I work as an office clerk at a law firm and heard from one of the paralegals that they will be moving to another in-house position early next year. (They mentioned they were undergoing training and I asked what it was for, and then they told me they were getting the position because the current person was retiring.)

I’m not sure if the company is even going to hire for an assistant position, but I’d like to make myself known. I would like salary increases and hybrid options and I have an MLIS degree that I would like to put to good use.

The problem is that I don’t know if this assistant’s move is common knowledge except to the people in the department they are moving to. I was told (literally) quietly, so I felt a vibe that most people don’t know. And again, I’m not even sure if they’re even going to replace this assistant, or if I have a chance to do so. I haven’t been here that long either (less than a year), but when I had my three-month appointment a few months ago, my boss told me that I could let her know if I was interested in any positions at the firm. because she assumed that I didn’t want to work here forever as a clerk. And I know that several people have moved on to other jobs at this firm, so I at least know that internal transfers matter here.

But I need to know how to ask and who to ask. And I also wouldn’t want to have to go through a polite interview – so if they don’t think I have a chance, I want to know that right away, not just get interviewed because I work here.
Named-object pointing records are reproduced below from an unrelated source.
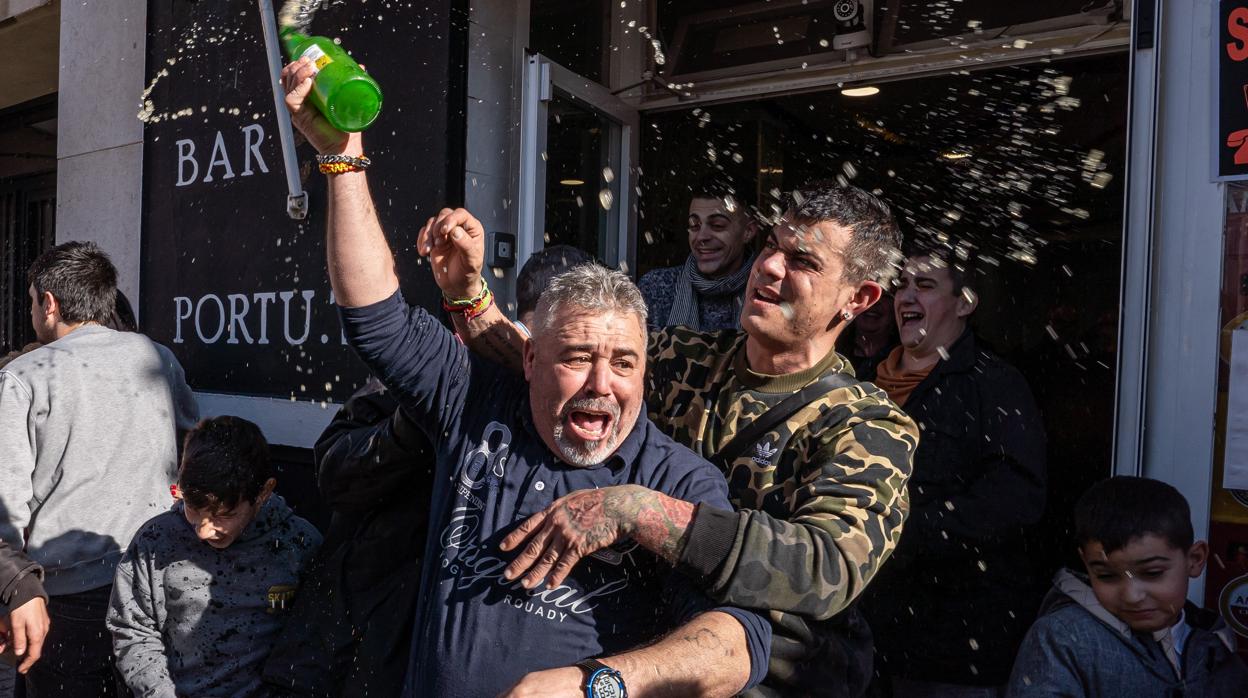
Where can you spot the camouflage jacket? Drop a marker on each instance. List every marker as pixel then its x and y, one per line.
pixel 821 501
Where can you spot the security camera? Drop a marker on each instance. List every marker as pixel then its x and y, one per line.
pixel 851 30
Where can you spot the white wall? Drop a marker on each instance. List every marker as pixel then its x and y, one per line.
pixel 497 34
pixel 1181 370
pixel 100 140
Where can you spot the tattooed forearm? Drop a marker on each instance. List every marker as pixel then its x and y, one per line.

I’ve been burned in the past by polite interviews without knowing it was polite, and honestly, it hurt even more than not getting the position.
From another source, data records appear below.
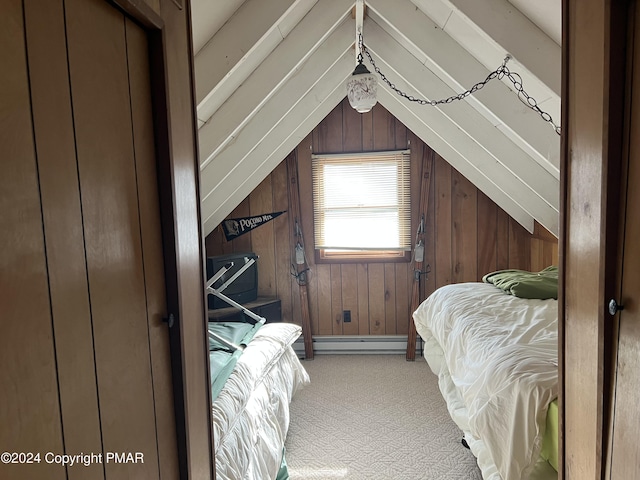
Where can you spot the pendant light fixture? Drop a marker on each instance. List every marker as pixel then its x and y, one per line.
pixel 362 86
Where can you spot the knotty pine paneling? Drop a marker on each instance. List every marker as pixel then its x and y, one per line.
pixel 467 234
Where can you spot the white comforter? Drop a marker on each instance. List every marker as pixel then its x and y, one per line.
pixel 496 357
pixel 251 413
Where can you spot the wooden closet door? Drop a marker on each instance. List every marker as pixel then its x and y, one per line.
pixel 29 403
pixel 110 88
pixel 625 451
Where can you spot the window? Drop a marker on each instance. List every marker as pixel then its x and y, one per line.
pixel 362 206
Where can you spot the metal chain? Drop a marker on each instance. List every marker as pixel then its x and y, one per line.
pixel 499 73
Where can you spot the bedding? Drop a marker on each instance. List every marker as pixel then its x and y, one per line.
pixel 496 358
pixel 251 411
pixel 222 360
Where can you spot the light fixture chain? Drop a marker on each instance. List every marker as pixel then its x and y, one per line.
pixel 499 73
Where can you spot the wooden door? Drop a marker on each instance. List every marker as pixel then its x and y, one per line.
pixel 625 449
pixel 85 354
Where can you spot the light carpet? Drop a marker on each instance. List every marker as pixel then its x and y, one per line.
pixel 374 417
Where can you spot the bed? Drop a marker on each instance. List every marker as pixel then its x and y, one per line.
pixel 252 387
pixel 496 358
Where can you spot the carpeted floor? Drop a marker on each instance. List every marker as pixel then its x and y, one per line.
pixel 374 417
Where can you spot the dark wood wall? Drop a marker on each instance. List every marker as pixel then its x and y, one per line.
pixel 468 235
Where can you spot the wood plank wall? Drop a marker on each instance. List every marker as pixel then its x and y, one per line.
pixel 468 235
pixel 85 354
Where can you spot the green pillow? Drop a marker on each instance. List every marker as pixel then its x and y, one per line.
pixel 523 284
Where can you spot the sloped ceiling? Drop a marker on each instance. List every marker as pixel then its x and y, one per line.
pixel 267 72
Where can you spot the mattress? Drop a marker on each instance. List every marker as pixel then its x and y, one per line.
pixel 497 364
pixel 251 412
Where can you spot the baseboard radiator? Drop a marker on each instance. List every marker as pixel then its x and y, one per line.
pixel 358 344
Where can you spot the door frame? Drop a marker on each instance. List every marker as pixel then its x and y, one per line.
pixel 172 90
pixel 594 64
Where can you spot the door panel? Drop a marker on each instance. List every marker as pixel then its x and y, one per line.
pixel 625 453
pixel 146 176
pixel 106 164
pixel 29 409
pixel 62 214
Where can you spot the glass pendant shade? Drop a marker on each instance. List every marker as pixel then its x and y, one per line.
pixel 362 89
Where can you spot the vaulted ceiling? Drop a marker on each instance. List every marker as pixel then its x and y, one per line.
pixel 267 72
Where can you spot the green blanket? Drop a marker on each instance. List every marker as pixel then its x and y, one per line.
pixel 523 284
pixel 221 359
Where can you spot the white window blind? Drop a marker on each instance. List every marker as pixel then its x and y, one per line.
pixel 362 202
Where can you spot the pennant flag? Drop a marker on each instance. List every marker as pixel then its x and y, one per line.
pixel 234 227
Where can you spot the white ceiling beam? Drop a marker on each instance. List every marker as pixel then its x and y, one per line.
pixel 410 116
pixel 460 70
pixel 226 160
pixel 531 184
pixel 240 45
pixel 286 129
pixel 311 34
pixel 492 28
pixel 207 18
pixel 504 24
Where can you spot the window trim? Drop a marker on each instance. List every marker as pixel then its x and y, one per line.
pixel 322 256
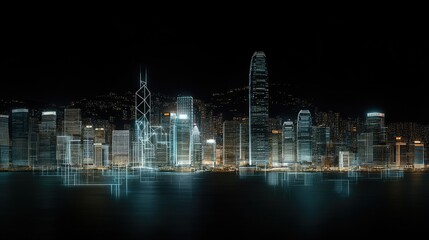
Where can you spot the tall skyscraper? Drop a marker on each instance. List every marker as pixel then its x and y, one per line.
pixel 120 147
pixel 88 145
pixel 288 143
pixel 258 110
pixel 182 141
pixel 73 128
pixel 4 141
pixel 231 143
pixel 48 139
pixel 375 124
pixel 196 153
pixel 185 105
pixel 20 137
pixel 303 137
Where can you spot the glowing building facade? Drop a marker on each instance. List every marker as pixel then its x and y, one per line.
pixel 4 141
pixel 48 139
pixel 231 143
pixel 303 137
pixel 20 137
pixel 288 143
pixel 120 147
pixel 258 110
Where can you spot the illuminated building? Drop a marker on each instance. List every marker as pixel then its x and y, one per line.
pixel 345 159
pixel 88 145
pixel 196 151
pixel 258 110
pixel 63 150
pixel 276 148
pixel 120 147
pixel 288 144
pixel 209 153
pixel 99 135
pixel 375 124
pixel 4 141
pixel 143 149
pixel 160 143
pixel 231 143
pixel 418 154
pixel 321 141
pixel 303 137
pixel 182 141
pixel 48 139
pixel 73 128
pixel 101 155
pixel 185 106
pixel 399 152
pixel 364 149
pixel 20 137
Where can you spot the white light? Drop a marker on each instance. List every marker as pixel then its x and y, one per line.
pixel 183 116
pixel 375 114
pixel 19 110
pixel 49 113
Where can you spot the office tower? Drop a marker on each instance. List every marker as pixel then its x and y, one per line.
pixel 63 150
pixel 258 110
pixel 196 151
pixel 73 128
pixel 364 149
pixel 72 123
pixel 4 142
pixel 88 145
pixel 345 159
pixel 276 158
pixel 48 139
pixel 160 142
pixel 288 144
pixel 101 155
pixel 167 125
pixel 99 135
pixel 231 143
pixel 418 154
pixel 209 153
pixel 120 147
pixel 182 141
pixel 145 149
pixel 303 137
pixel 375 124
pixel 399 152
pixel 321 141
pixel 20 137
pixel 33 136
pixel 185 106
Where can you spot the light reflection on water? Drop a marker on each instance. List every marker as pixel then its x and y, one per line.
pixel 196 205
Go back to the assistant who told you they are moving and ask if they know if the firm plans to fill the position they are leaving because you would be interested in applying if they did. They probably know, but if not, ask them if you can ask their manager about it (you almost certainly will, since their manager probably knows they’re transferring, but you can ask to be sure).

And then you will speak with the manager for the position and say that you understand that Jane is transferring and that you would like to be considered as a replacement and ask what the next steps are. As part of this conversation, you can ask about the characteristics of the candidates they are looking for, as well as talk a little about their background and ask if it makes sense to throw your hat into the ring. But beyond that, you can’t prevent the possibility of a polite interview; There’s always a chance of this happening when you’re applying internally, and it’s better to find a way to live with it than to find a way to rule it out entirely.